Lors de sa demande, l’invalidité réduisait des 2/3 au moins sa capacité de travail ou de gain et il était parfaitement incapable d’exercer une activité professionnelle quelconque : il relevait d’une invalidité de catégorie 2.
L’assistance constante d’un tiers pour les actes essentiels n’était pas nécessaire."
Le tribunal constate que la [5] s’en remet à la sagesse du tribunal suite aux conclusions du rapport du médecin consultant.
Les conclusions du médecin consultant sont claires et sans ambiguïté et extrêmement argumentées. Le tribunal les fait siennes.
Il y aura lieu de dire que M. [G] [Z] relève d’une invalidité de catégorie 2 à compter du 13 juin 2024.

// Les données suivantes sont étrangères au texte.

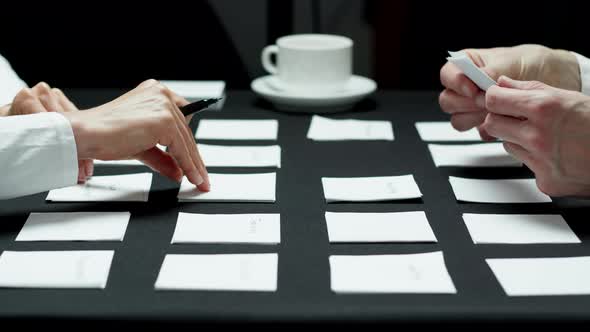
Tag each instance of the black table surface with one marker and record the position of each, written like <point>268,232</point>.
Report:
<point>303,278</point>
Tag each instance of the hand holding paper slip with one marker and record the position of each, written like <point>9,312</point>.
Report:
<point>474,73</point>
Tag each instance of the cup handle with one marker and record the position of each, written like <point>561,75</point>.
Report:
<point>268,65</point>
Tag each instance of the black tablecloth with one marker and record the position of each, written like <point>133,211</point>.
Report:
<point>303,282</point>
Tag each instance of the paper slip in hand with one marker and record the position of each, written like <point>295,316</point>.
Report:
<point>414,273</point>
<point>232,188</point>
<point>55,269</point>
<point>370,189</point>
<point>240,156</point>
<point>497,191</point>
<point>472,155</point>
<point>324,129</point>
<point>351,227</point>
<point>543,276</point>
<point>238,129</point>
<point>196,89</point>
<point>227,228</point>
<point>443,131</point>
<point>234,272</point>
<point>124,162</point>
<point>475,74</point>
<point>75,226</point>
<point>519,228</point>
<point>113,188</point>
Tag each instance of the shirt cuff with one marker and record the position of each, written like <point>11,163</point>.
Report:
<point>584,64</point>
<point>69,152</point>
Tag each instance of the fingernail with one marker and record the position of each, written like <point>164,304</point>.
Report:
<point>480,100</point>
<point>195,175</point>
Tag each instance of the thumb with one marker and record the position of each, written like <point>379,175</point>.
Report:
<point>506,82</point>
<point>162,162</point>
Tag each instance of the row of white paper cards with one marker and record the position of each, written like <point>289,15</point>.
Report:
<point>90,269</point>
<point>343,227</point>
<point>325,129</point>
<point>370,189</point>
<point>413,273</point>
<point>224,156</point>
<point>136,187</point>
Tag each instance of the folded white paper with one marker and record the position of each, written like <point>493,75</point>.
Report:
<point>234,272</point>
<point>55,269</point>
<point>379,227</point>
<point>519,228</point>
<point>238,129</point>
<point>472,155</point>
<point>228,228</point>
<point>196,89</point>
<point>414,273</point>
<point>124,162</point>
<point>443,131</point>
<point>473,72</point>
<point>497,191</point>
<point>232,188</point>
<point>370,189</point>
<point>122,188</point>
<point>75,226</point>
<point>324,129</point>
<point>240,156</point>
<point>543,276</point>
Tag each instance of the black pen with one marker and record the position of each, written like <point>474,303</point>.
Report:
<point>198,106</point>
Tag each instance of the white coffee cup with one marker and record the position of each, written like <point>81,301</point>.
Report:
<point>310,62</point>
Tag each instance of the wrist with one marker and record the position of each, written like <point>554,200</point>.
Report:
<point>563,70</point>
<point>85,146</point>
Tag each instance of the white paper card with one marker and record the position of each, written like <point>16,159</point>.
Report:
<point>324,129</point>
<point>228,228</point>
<point>472,155</point>
<point>370,189</point>
<point>543,276</point>
<point>238,129</point>
<point>351,227</point>
<point>443,131</point>
<point>414,273</point>
<point>75,226</point>
<point>497,191</point>
<point>55,269</point>
<point>121,188</point>
<point>234,272</point>
<point>196,89</point>
<point>124,162</point>
<point>519,228</point>
<point>473,72</point>
<point>232,188</point>
<point>240,156</point>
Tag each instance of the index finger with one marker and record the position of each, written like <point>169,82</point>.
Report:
<point>454,79</point>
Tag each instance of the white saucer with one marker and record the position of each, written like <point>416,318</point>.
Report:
<point>309,102</point>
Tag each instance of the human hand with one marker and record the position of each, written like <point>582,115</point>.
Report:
<point>43,98</point>
<point>130,126</point>
<point>546,128</point>
<point>466,103</point>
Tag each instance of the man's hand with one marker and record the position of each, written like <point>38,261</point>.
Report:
<point>43,98</point>
<point>130,126</point>
<point>546,128</point>
<point>466,103</point>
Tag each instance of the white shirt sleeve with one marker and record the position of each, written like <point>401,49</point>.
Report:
<point>37,153</point>
<point>10,83</point>
<point>584,64</point>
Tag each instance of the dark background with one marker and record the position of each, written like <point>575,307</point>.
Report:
<point>402,45</point>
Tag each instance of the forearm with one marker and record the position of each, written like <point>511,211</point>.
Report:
<point>37,153</point>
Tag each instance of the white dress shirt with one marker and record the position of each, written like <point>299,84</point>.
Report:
<point>37,152</point>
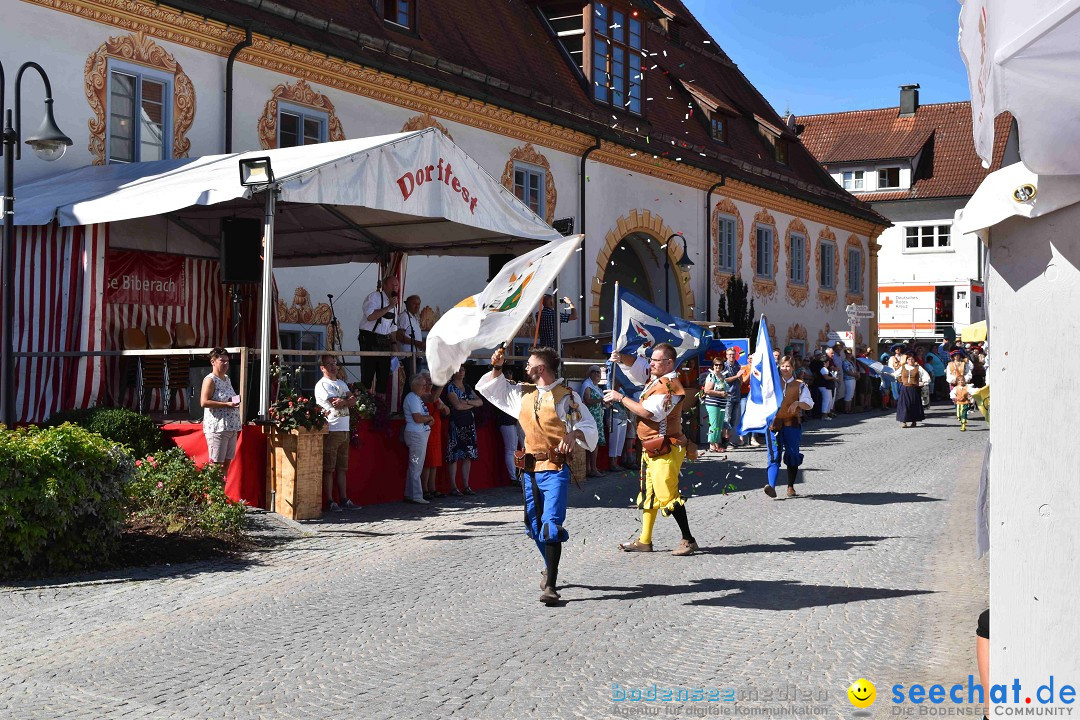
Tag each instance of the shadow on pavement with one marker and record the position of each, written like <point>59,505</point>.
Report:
<point>875,498</point>
<point>750,594</point>
<point>801,545</point>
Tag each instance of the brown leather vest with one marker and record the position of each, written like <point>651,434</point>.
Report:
<point>784,418</point>
<point>909,377</point>
<point>543,430</point>
<point>648,429</point>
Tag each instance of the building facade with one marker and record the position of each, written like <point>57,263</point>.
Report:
<point>916,164</point>
<point>622,119</point>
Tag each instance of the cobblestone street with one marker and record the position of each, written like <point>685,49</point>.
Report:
<point>391,611</point>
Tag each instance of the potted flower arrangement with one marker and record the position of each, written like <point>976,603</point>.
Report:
<point>296,440</point>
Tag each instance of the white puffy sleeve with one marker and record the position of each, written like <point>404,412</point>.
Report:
<point>501,393</point>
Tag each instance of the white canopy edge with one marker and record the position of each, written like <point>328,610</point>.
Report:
<point>1000,197</point>
<point>421,174</point>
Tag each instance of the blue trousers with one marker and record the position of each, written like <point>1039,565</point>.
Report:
<point>783,445</point>
<point>545,505</point>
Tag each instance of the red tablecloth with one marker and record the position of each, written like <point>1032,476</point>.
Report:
<point>376,466</point>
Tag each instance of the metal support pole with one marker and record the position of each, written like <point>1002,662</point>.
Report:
<point>265,307</point>
<point>8,304</point>
<point>666,279</point>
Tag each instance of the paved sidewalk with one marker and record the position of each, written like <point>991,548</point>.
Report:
<point>432,612</point>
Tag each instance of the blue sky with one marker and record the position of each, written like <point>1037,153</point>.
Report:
<point>817,56</point>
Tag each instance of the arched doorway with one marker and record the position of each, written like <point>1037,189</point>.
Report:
<point>634,255</point>
<point>634,266</point>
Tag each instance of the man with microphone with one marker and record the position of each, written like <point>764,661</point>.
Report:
<point>376,330</point>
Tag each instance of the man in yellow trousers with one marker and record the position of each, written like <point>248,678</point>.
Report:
<point>663,444</point>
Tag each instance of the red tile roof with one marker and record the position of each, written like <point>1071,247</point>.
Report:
<point>501,52</point>
<point>943,131</point>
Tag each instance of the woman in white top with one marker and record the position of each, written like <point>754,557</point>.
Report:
<point>220,405</point>
<point>417,428</point>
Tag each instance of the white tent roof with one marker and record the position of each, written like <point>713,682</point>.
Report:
<point>1025,57</point>
<point>1002,194</point>
<point>351,200</point>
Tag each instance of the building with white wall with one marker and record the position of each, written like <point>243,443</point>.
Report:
<point>624,118</point>
<point>916,164</point>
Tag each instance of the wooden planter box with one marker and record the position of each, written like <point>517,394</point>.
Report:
<point>296,473</point>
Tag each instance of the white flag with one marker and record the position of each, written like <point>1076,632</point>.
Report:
<point>496,313</point>
<point>764,398</point>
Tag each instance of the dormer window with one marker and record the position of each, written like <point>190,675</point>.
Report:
<point>719,127</point>
<point>617,64</point>
<point>888,178</point>
<point>780,151</point>
<point>401,13</point>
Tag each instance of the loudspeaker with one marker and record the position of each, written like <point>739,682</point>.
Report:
<point>495,263</point>
<point>241,250</point>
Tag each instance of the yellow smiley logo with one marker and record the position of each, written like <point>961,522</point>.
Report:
<point>862,693</point>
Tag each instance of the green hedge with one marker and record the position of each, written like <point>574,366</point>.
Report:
<point>136,431</point>
<point>62,498</point>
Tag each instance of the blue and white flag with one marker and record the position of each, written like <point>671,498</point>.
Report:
<point>639,325</point>
<point>765,389</point>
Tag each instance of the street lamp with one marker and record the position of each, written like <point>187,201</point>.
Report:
<point>49,144</point>
<point>257,174</point>
<point>684,262</point>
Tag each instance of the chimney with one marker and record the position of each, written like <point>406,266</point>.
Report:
<point>908,99</point>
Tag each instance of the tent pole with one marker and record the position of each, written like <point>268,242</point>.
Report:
<point>266,303</point>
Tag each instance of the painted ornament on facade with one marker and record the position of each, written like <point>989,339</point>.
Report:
<point>765,288</point>
<point>528,154</point>
<point>140,50</point>
<point>299,93</point>
<point>798,293</point>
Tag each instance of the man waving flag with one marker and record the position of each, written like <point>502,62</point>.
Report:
<point>764,398</point>
<point>495,314</point>
<point>640,325</point>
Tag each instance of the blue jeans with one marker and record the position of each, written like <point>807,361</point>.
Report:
<point>783,445</point>
<point>545,505</point>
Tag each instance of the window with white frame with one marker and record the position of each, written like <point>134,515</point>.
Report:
<point>797,259</point>
<point>826,273</point>
<point>529,186</point>
<point>726,243</point>
<point>140,123</point>
<point>300,125</point>
<point>888,178</point>
<point>853,180</point>
<point>763,259</point>
<point>927,238</point>
<point>854,271</point>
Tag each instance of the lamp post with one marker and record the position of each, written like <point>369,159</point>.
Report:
<point>49,144</point>
<point>684,262</point>
<point>257,174</point>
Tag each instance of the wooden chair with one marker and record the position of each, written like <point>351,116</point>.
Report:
<point>156,368</point>
<point>131,369</point>
<point>179,366</point>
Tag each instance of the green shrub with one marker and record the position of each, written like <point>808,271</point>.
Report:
<point>136,431</point>
<point>62,498</point>
<point>171,491</point>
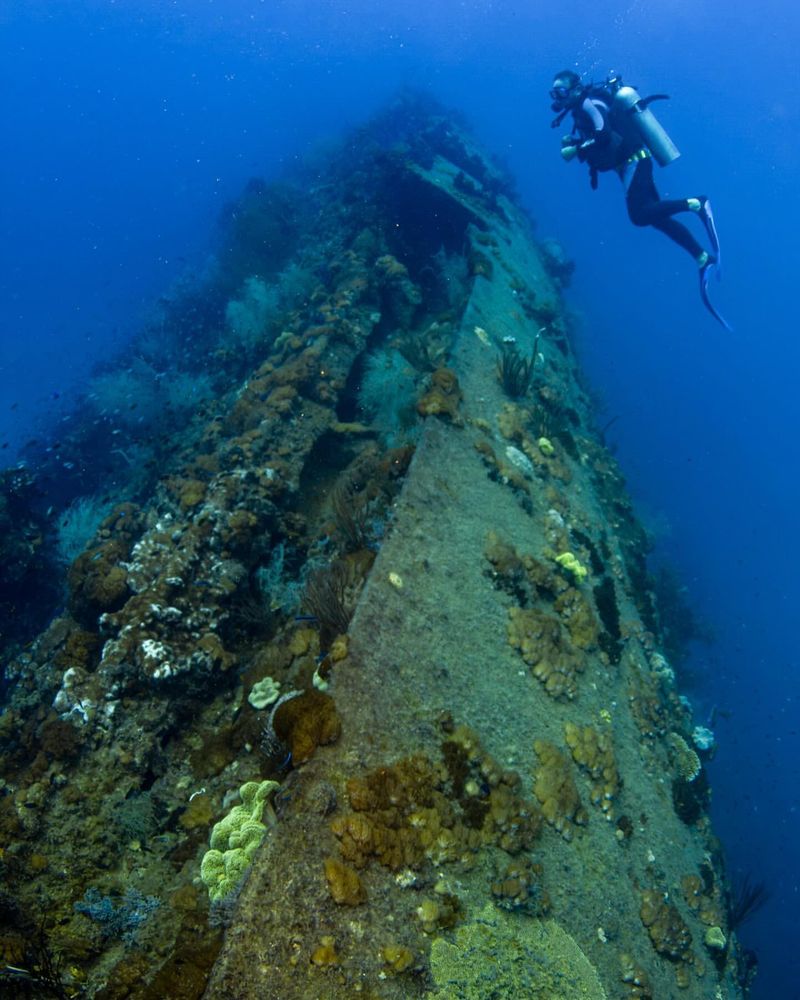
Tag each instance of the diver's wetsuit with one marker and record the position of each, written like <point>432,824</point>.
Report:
<point>609,151</point>
<point>647,208</point>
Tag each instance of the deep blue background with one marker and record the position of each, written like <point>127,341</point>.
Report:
<point>126,125</point>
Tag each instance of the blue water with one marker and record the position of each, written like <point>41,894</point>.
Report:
<point>127,125</point>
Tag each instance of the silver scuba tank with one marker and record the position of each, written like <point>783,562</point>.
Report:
<point>630,103</point>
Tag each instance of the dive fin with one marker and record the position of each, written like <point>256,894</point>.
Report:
<point>705,271</point>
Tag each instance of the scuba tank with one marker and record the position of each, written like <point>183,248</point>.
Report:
<point>631,107</point>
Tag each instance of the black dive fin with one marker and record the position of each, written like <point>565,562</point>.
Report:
<point>704,274</point>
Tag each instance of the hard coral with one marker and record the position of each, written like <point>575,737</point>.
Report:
<point>594,752</point>
<point>305,722</point>
<point>668,932</point>
<point>543,645</point>
<point>344,883</point>
<point>443,397</point>
<point>554,787</point>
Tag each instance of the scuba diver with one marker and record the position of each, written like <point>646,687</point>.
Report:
<point>614,129</point>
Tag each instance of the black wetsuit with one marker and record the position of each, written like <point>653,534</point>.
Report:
<point>608,150</point>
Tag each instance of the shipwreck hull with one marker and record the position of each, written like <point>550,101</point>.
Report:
<point>484,780</point>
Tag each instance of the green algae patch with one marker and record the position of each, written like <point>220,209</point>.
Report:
<point>498,955</point>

M. [Z] ne justifie aucunement ni d’une lenteur excessive dans l’examen de sa situation, ni d’une quelconque résistance abusive et encore moins d’un préjudice. Il sera débouté de sa demande en dommages et intérêts.
La [8], qui succombe, sera condamnée aux entiers frais et dépens.
M. [G] [Z] a dû assumer des frais pour sa défense qu’il serait contraire à l’équité de laisser intégralement à sa charge, la [8] sera condamnée à lui payer la somme de 500 euros au titre de l’article 700 du Code de procédure civile.
L’exécution provisoire s’impose eu égard à l’ancienneté du litige et à sa nature.
PAR CES MOTIFS
Le Pôle Social du Tribunal Judiciaire de Strasbourg statuant par décision mise à disposition au greffe, contradictoire et en premier ressort,
DÉCLARE recevable en la forme le recours de M. [G] [Z] ;
DIT qu’à la date du 13 juin 2024, M. [G] [Z] relève d’une invalidité de catégorie 2 ;
DÉBOUTE M. [G] [Z] de sa demande en dommages et intérêts ;
CONDAMNE la [8] aux entiers frais et dépens de la présente procédure ;
CONDAMNE la [8] à payer à M. [G] [Z] la somme de 500 (cinq cents) euros au titre de l’article 700 du Code de procédure civile ;
ORDONNE l’exécution provisoire.
Ainsi jugé et mis à disposition au greffe du tribunal le 16 juillet 2025, et signé par la présidente et la greffière.